The guide who met us at the airport is a twenty-three-year-old young man named Loc. He and a van driver got us to our hotel which is about half an hour from the airport. We are staying in the center of Saigon. It is an amazing place, and I am so glad that I decided to make this trip.
One of the things we read before arriving was how dangerous it was to cross streets in Saigon. I suspected that warning was just for dramatic effect, but getting anywhere downtown on foot is a challenge. There are rivers and streams of motorcycles and motor scooters - I mean thousands upon thousands - some transporting mom, dad, and two kids! Loc told us that there are currently 33 million motorbikes in Vietnam, and three thousand new ones are added to the streets of Saigon every day! I feel certain that we saw most of the 33 million htis evening! Interspersed among all of the cycles and scooters are cars, trucks, and even some bicycles.
Except for Uncle Ho Chi Minh's picture on all of the currency, one would never suspect that this is a communist country. Brand name stores and luxury hotels abound. There are even Santa Clauses out among the tourists. Christmas decorations are up, and we were told that they would remain up until after the lunar new year in February. As we walked by a pretty girl posing in front of a Louis Vuitton storefront, Murphy noted that in retrospect, the capitalist forces actually won the Vietnam War.
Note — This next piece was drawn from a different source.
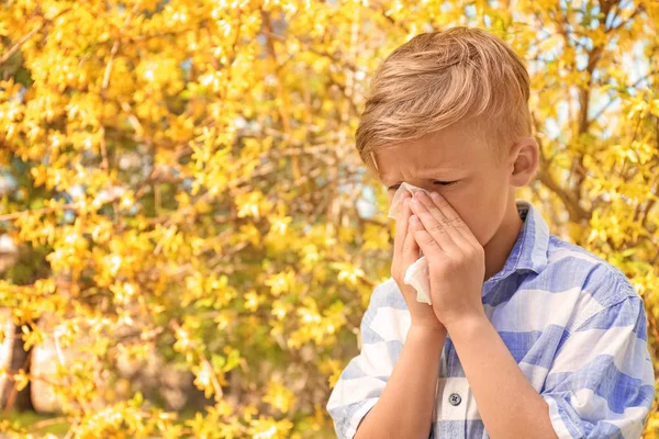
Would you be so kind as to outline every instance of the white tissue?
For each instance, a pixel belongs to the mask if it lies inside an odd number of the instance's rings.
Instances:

Saigon was renamed Ho Chi Minh City after the forces of the north won the Vietnam War - but Loc told us that most of the Vietnamese still call it Saigon. He said the communists changed the names of many places, but the people still tend to use the historic names. Saigon is home to over seven million people.
Dinner tonight was at the Lemongrass Restaurant, a nice place that serves an international clientele on three floors. Our meal came to 770,385 dong - or $36.69 USD. (Half-a-million dong is approximately $25.00.)
We are staying at a three-star hotel called the Asian Ruby, within walking distance of the Saigon City Center and their famous Saigon Opera House. My room is exceptionally nice. We chose three-star rooms through the travel agency to save money - and it looks as though that was a good idea.
Loc will be here early in the morning to get us started on our only full day in Saigon. There is so much to see and do, and so little time!